Indian shares fell sharply on Friday, erasing early gains, after finance minister Pranab Mukherjee unveiled a populist budget for fiscal year 2012-13, with no concrete reform measures announced on issues such as fuel and fertilizer subsidy, FDI in aviation and retail, DTC and GST.
The fiscal deficit target has been pegged at 5.1 percent of the gross domestic product (GDP) for the fiscal year 2013, while GDP growth is estimated at 7.6 percent against 6.9 percent for 2011-12. With the easing of inflationary pressure in the months ahead, the government said it expects growth to accelerate further to 8.6 percent in 2013-14.
Tax slabs have been re-jigged and the basic exemption limit is raised to Rs 2 lakh from the current Rs 1.8 lakh. Mukherjee lowered the Securities Transaction Tax on cash delivery by 25 percent to 0.1 percent, but hiked excise and service taxes on various goods by 2 percent.
The finance minister proposed to launch a new scheme named Rajiv Gandhi Equity Savings to allow for income tax deduction of 50 percent to new retail investors. Henceforth, qualified foreign investors will get access to corporate bond market. The government didn't give any time-frame for the implementation of the Direct Tax Code, the proposed reforms in the direct tax system.
The benchmark 30-share Sensex ended the day down 210 points or 1.19 percent at 17,466, with 21 of its component retreating. Sun Pharma led the declines with a 7 percent loss.
Shares of oil exploring companies such as Reliance Industries, Oil India, ONGC and Cairn fell 3-6 percent after the finance minister hiked the cess on domestic crude to Rs 4,500 per ton from Rs2,500 per ton.
Metal stocks such as Tata Steel, Sterlite and Jindal Steel lost 2-4 percent, power producers like NTPC and Tata Power fell around 4 percent each, telecom giant Bharti Airtel shed 1.5 percent, private sector lender ICICI Bank declined 1.4 percent and Tata Motors, India's largest automaker, ended 0.9 percent lower.
The broader Nifty index fell by 63 points or 1.16 percent to 5,318, while the BSE mid-cap and small-cap indexes ended down 0.7 percent and 1.1 percent, respectively.

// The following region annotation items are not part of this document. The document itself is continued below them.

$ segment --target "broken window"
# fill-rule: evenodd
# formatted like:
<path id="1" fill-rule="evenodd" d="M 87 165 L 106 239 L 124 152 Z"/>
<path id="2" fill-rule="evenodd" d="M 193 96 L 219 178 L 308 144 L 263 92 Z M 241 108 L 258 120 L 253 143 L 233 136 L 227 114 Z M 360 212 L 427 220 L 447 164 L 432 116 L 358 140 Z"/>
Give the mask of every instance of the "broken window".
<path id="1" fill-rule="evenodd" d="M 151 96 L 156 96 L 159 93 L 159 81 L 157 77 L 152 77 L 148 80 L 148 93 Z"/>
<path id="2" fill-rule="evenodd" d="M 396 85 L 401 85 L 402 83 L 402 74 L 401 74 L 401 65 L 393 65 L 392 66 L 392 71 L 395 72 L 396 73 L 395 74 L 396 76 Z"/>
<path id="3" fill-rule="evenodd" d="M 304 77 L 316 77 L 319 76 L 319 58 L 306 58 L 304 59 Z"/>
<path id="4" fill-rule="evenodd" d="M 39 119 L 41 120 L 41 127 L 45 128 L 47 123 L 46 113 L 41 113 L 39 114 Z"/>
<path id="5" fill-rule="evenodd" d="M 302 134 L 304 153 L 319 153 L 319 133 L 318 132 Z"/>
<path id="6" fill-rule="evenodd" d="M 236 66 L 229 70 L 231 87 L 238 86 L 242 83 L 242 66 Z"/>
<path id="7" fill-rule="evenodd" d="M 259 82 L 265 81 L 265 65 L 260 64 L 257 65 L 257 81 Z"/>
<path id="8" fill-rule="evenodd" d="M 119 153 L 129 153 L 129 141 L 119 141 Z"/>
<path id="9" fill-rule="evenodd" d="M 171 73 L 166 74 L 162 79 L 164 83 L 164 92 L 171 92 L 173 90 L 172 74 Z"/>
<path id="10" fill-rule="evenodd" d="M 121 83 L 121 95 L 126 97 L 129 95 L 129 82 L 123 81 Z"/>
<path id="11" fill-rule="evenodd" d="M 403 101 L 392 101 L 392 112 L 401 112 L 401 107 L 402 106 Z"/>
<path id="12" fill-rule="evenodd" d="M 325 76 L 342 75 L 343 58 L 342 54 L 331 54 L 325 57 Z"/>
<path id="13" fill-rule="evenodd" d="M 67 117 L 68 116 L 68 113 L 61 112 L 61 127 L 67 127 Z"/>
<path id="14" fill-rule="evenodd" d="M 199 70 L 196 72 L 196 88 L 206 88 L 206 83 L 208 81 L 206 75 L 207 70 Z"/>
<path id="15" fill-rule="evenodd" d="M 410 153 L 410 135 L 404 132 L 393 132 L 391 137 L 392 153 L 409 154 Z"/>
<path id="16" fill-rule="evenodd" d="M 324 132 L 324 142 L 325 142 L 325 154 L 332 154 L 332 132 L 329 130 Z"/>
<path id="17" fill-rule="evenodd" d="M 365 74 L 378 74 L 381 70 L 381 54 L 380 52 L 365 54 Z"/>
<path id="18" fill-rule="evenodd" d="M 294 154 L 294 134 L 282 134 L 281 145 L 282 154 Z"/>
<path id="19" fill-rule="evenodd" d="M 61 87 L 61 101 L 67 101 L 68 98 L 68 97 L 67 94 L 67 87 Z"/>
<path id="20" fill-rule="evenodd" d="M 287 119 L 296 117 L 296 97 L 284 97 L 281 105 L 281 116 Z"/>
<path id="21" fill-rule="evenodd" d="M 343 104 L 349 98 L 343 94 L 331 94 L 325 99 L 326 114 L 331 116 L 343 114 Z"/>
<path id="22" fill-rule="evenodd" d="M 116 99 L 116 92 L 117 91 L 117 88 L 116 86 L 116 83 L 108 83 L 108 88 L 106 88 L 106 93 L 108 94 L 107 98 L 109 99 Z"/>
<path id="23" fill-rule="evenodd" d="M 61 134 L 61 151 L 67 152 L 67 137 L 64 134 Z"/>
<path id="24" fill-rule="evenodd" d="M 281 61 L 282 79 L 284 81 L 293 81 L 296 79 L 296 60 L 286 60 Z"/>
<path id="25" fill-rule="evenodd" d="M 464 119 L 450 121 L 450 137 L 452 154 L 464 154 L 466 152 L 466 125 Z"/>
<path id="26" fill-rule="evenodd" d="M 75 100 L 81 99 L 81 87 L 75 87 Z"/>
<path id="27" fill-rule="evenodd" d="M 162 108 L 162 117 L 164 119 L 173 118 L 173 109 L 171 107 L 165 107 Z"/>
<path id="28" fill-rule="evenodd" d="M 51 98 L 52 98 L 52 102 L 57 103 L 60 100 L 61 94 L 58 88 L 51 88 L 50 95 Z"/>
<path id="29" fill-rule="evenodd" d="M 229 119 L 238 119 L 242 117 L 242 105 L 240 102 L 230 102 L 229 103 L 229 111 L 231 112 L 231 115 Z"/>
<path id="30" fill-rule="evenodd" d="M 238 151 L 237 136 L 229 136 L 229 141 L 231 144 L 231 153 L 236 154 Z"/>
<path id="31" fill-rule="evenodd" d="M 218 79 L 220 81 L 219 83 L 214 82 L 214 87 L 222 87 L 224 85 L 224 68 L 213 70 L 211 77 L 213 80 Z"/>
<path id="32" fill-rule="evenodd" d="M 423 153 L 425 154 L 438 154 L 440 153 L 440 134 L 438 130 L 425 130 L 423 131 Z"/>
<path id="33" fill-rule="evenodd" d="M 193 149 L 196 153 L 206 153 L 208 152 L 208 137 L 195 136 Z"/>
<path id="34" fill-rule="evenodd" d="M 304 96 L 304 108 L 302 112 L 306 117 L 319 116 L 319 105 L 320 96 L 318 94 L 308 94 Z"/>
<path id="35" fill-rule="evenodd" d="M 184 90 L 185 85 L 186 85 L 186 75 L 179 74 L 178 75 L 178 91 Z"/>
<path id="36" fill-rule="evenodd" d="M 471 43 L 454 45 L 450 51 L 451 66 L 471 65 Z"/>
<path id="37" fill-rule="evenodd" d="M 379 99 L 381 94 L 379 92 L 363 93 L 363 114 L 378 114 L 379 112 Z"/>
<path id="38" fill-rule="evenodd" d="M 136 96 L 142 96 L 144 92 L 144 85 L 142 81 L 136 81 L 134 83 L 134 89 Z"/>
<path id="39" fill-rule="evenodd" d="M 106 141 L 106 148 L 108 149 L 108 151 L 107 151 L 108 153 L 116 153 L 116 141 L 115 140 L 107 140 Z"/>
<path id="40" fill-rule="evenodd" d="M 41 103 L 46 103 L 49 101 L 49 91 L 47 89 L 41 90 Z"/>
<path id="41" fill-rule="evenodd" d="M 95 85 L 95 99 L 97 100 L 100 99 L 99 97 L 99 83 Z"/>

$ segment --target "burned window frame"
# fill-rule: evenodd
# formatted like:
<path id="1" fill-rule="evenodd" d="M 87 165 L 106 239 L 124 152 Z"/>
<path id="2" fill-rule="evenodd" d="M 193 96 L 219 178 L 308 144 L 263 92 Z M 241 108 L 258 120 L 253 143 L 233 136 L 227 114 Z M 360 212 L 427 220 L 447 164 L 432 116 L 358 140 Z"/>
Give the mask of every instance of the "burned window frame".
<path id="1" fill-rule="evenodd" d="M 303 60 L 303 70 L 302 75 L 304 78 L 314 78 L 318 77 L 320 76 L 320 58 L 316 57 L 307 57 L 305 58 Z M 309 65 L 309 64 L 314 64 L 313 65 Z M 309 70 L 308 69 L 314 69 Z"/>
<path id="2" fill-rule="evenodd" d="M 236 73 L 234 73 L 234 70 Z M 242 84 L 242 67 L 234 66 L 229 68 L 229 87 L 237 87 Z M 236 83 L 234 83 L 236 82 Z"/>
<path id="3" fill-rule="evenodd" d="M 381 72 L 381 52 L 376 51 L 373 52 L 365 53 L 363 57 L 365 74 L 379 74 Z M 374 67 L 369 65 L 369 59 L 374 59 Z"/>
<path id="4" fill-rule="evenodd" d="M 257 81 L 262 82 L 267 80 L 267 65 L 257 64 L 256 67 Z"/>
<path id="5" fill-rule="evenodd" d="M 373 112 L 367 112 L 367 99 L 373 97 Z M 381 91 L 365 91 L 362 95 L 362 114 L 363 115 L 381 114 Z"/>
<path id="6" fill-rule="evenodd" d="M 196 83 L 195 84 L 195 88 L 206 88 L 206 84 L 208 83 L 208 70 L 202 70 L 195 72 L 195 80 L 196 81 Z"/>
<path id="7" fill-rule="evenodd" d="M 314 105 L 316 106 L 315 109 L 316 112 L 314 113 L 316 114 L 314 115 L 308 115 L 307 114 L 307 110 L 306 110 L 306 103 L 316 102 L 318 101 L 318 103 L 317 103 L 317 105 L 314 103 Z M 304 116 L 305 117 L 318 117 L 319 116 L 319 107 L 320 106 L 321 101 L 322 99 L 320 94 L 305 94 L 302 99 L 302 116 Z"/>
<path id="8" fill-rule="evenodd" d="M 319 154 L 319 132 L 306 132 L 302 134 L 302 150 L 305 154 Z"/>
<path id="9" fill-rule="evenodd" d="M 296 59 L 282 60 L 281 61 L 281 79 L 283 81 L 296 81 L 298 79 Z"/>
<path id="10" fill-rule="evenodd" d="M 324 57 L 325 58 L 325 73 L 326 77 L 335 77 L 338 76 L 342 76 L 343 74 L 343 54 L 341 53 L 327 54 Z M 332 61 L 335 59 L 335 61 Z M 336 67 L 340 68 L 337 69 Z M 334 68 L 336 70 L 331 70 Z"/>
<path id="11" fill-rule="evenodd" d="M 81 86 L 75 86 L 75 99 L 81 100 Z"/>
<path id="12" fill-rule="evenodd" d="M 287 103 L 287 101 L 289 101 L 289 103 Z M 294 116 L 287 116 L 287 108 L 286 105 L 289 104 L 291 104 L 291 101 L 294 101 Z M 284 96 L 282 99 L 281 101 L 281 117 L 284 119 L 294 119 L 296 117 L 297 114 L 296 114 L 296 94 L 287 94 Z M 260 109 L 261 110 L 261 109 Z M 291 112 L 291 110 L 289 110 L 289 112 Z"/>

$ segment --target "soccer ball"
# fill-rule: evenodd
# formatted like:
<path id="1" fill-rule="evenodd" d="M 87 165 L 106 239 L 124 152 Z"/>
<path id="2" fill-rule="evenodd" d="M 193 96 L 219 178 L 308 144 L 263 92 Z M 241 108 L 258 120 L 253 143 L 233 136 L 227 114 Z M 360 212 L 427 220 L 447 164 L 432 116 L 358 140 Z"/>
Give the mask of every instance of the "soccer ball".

State-run banks reversed early gains to end mostly lower after the finance minister set aside Rs 15,890 crore for recapitalizing public sector banks. Small-car maker Maruti Suzuki gained half a percent in the wake of tax hike on big cars.
Indian Depository Receipts of Standard Chartered Plc hit the 20 percent upper circuit limit as the government permitted two-way fungibility of the IDRs, a move that facilitates the convertibility of IDRs into home-market shares and vice versa.
Golden Tobacco, Godfrey Phillips India and ITC climbed 3-4 percent after the Union Budget 2012-13 reduced basic customs duty on cigarettes. SKS Microfinance rose 1.3 percent after the government said it would introduce new laws for micro finance companies. Oil retailers HPCL and IOC ended firm and BPCL closed little changed as the budget proposed direct cash transfer of subsidy for LPG and kerosene.
On the global front, most Asian stocks fell on Friday and European shares swung between gains and losses in early trading, as investors cashed in on recent sharp gains, awaiting further directional cues. Renewed concerns about Chinese growth also overshadowed further signs of strength in the U.S. economy. Copper and crude futures were modestly higher as the dollar took a breather following a broad rally.